In one of the most dramatic examples, the Department of Orthopedic Surgery is projecting that it will save $5.5 million over the next five years from a decision to whittle the number of vendors serving the department from nine to three. In exchange for making the short list, vendors agreed to lower the prices they charged Hopkins.
After Richard Stauffer, M.D., the director of the department, informed the administration of the new arrangement, the administration decided to launch a pilot OR (operating room) incentive program, which awards groups of employees up to 50 percent of the money they save by suggesting workable proposals. The goal is to achieve a 3 percent reduction per case in OR costs.

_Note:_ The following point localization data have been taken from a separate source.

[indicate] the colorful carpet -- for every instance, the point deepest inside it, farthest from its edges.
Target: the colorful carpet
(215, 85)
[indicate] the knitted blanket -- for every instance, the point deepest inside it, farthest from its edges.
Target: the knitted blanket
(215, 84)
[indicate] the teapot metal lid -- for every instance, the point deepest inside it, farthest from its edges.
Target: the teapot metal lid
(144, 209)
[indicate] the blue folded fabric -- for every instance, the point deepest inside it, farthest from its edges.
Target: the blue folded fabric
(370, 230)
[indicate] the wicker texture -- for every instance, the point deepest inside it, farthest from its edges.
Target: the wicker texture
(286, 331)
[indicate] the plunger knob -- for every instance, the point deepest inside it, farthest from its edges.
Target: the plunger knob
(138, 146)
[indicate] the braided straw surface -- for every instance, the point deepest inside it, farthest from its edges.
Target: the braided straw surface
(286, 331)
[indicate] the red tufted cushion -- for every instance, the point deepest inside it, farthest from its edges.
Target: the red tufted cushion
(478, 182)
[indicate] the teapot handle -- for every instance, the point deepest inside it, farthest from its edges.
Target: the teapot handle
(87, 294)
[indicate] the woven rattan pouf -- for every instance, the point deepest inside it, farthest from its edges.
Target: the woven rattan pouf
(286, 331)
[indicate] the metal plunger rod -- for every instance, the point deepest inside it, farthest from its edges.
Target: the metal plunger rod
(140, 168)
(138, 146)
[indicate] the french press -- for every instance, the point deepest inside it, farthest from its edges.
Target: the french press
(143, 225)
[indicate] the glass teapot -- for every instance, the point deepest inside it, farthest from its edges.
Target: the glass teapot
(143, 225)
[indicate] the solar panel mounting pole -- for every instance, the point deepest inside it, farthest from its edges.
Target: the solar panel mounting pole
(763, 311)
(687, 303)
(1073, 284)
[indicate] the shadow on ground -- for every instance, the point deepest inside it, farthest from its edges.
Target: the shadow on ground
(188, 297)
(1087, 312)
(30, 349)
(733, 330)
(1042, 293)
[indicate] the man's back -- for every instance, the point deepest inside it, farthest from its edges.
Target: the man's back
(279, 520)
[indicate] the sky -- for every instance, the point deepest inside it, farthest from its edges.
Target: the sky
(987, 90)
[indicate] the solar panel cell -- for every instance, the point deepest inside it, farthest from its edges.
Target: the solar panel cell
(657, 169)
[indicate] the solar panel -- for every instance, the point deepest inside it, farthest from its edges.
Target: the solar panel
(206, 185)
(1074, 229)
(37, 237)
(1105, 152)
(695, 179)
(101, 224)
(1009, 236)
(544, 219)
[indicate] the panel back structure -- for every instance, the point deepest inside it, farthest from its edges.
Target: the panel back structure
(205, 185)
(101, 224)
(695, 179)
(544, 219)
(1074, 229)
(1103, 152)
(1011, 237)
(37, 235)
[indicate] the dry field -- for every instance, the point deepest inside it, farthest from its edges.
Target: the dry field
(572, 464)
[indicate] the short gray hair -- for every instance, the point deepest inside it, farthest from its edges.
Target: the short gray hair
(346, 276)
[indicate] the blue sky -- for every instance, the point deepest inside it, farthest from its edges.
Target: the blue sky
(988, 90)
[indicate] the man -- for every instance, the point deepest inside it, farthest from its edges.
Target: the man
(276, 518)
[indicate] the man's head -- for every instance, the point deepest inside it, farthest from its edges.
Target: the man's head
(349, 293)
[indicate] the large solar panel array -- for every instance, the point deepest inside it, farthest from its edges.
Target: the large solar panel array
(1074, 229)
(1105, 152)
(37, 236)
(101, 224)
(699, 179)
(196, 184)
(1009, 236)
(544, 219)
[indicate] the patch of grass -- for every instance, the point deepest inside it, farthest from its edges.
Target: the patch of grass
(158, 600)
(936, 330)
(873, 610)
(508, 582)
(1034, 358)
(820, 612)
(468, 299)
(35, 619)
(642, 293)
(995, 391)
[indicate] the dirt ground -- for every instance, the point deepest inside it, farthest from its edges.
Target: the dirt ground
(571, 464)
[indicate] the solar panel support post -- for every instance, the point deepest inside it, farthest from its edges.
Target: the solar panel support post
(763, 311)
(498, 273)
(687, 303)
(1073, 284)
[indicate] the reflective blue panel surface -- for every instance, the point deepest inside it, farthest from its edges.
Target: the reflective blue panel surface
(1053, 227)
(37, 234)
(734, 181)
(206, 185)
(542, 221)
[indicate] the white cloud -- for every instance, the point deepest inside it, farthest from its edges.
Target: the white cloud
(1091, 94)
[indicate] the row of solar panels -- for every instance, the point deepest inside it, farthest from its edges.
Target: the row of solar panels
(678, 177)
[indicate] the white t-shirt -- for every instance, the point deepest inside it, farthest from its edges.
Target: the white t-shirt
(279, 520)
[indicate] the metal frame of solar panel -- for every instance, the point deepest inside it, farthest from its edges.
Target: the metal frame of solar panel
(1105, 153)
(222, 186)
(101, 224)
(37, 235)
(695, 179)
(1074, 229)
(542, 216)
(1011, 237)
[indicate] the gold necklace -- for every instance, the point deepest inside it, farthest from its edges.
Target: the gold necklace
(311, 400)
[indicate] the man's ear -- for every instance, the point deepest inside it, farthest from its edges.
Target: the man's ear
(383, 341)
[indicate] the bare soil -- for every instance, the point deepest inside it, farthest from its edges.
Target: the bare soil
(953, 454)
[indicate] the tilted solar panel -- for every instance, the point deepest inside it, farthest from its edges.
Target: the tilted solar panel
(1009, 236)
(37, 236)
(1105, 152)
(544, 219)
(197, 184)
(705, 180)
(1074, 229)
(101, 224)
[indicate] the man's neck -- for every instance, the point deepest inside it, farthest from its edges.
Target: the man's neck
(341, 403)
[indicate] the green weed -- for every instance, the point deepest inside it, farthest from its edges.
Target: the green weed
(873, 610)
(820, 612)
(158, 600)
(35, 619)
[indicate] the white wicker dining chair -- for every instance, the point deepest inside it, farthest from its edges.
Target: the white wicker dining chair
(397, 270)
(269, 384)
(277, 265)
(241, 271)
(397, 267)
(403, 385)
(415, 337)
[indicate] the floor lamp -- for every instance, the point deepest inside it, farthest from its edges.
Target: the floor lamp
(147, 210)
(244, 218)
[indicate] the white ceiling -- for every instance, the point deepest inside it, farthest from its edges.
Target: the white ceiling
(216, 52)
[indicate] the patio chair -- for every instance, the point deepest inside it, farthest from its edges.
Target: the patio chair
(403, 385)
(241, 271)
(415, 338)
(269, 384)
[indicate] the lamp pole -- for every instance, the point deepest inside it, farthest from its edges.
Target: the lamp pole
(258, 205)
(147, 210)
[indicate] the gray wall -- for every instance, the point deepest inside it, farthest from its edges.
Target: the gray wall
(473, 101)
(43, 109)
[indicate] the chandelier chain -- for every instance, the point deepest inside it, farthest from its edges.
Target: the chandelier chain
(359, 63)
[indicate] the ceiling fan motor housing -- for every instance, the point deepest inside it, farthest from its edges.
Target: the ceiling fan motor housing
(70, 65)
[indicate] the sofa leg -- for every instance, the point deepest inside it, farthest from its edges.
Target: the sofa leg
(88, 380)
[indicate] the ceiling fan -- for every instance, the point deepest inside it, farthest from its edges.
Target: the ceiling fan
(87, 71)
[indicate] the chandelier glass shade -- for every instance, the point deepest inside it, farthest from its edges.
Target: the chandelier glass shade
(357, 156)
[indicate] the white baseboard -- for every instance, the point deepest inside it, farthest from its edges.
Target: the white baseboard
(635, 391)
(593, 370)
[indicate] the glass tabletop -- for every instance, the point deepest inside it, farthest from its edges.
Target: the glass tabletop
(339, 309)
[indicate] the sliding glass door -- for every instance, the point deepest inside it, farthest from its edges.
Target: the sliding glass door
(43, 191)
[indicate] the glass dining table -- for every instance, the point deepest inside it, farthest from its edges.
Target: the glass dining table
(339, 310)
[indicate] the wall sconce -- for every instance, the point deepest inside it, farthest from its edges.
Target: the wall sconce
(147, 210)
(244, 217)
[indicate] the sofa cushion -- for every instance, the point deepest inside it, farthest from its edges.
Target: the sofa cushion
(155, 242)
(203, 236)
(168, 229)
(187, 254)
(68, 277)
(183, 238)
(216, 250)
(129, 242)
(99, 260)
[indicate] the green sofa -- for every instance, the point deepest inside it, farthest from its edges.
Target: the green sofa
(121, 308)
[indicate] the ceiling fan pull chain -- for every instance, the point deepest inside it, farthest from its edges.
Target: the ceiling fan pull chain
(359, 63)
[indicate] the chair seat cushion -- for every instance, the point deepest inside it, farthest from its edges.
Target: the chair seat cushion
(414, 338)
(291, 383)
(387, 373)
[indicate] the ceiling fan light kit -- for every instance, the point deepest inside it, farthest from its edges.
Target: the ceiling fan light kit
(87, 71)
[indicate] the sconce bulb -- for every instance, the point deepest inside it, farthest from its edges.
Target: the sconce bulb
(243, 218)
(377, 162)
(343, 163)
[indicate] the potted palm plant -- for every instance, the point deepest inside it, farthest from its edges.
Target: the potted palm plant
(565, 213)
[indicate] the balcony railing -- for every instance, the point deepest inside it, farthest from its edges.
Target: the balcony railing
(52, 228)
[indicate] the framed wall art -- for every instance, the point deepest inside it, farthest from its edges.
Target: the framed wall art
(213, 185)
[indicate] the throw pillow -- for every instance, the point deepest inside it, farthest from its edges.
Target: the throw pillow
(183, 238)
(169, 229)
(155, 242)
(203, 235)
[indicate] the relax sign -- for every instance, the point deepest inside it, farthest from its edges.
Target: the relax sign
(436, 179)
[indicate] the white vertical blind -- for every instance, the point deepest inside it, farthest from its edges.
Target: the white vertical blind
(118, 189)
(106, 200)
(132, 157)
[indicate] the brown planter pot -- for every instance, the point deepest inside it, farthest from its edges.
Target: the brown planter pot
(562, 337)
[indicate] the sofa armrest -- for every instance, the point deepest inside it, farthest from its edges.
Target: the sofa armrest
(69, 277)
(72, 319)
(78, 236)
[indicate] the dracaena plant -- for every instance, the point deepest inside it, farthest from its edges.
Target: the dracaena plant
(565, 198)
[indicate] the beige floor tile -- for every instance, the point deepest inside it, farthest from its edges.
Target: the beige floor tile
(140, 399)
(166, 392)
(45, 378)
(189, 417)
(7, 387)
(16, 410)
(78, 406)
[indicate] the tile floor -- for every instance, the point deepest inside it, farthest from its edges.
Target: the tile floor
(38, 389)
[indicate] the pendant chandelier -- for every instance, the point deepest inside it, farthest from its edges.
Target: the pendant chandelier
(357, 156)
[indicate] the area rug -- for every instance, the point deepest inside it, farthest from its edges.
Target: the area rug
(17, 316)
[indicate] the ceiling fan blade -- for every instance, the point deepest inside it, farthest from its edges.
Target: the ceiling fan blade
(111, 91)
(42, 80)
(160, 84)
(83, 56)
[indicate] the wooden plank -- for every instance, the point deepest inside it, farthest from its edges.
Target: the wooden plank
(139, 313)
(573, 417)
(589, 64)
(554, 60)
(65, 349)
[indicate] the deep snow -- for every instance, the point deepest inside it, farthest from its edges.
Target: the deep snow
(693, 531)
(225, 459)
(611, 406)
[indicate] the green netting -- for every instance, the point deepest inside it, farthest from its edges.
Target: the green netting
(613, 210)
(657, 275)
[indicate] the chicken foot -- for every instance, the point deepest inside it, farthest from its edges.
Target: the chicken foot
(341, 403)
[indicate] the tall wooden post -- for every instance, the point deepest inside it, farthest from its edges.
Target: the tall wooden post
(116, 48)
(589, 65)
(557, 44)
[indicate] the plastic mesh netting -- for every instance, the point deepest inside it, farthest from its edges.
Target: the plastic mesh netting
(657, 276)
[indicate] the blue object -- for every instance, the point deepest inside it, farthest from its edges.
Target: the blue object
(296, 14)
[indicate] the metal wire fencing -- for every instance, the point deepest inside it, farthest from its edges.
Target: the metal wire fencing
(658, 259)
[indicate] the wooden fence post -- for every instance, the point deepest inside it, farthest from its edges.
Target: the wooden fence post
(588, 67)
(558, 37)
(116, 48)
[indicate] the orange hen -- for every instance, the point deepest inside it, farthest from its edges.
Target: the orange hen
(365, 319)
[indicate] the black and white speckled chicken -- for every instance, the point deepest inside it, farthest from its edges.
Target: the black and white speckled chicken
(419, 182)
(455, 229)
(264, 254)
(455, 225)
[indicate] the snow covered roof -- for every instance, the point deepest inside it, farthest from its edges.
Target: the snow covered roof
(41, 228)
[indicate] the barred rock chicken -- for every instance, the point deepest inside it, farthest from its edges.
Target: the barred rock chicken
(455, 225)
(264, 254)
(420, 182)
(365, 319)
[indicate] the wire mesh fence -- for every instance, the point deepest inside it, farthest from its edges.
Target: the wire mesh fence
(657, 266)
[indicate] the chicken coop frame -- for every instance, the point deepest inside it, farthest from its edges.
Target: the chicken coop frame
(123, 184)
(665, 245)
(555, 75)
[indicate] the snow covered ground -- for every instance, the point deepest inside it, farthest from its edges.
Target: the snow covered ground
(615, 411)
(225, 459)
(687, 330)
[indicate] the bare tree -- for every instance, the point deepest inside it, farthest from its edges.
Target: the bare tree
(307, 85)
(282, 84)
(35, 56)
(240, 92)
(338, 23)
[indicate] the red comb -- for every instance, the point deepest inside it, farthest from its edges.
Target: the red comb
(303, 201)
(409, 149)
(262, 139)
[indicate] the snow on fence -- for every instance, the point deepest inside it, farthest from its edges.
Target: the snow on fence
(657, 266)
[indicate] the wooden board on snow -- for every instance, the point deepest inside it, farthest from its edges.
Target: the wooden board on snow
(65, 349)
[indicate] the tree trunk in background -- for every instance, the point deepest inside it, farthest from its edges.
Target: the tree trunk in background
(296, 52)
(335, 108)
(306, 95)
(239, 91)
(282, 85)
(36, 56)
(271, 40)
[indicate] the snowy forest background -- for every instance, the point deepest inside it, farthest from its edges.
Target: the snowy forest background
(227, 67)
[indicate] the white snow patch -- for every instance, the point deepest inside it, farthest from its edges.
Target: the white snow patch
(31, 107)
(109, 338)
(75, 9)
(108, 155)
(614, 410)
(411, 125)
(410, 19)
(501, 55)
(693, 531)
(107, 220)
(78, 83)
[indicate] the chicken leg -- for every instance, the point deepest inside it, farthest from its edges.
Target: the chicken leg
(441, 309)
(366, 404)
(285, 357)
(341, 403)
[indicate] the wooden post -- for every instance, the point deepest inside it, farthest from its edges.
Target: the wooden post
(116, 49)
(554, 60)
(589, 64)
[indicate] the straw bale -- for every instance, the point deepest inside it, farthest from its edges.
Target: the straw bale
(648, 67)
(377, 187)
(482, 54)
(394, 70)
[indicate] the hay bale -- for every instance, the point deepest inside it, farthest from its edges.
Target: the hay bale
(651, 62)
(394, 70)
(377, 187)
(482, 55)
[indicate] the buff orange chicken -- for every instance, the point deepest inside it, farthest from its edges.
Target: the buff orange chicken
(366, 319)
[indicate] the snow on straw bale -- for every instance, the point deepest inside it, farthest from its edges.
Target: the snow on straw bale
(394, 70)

In the Wilmer Eye Institute, three units--emergency, same-day surgery, and inpatient surgery--were reengineered into one. Costs have been reduced by more than 20 percent since the July 1992 merger. Nurses in the center had to acquire new skills in order to tackle a greater variety of tasks in their new unit, which has been renamed the Wilmer Nursing and Trauma Center. Although some positions were lost to attrition, no layoffs were necessary.
As an example of what retraining and cross-training can mean, Iorfida points to the medical records department, where nearly 130 employees are embarking on a five-year program to earn their accreditation as clinical documentation specialists and technicians. Many of them are now, essentially, file clerks. The retraining and upgrading will be accomplished without layoffs.
Iorfida says that reengineering will build on earlier quality initiatives at Hopkins. "Quality improvement means making gradual improvements over time," she said. "The difference between quality improvement and reengineering is the difference between taking baby steps and a quantum leap. Reengineering moves a lot faster, and the results are a lot bigger in terms of magnitude."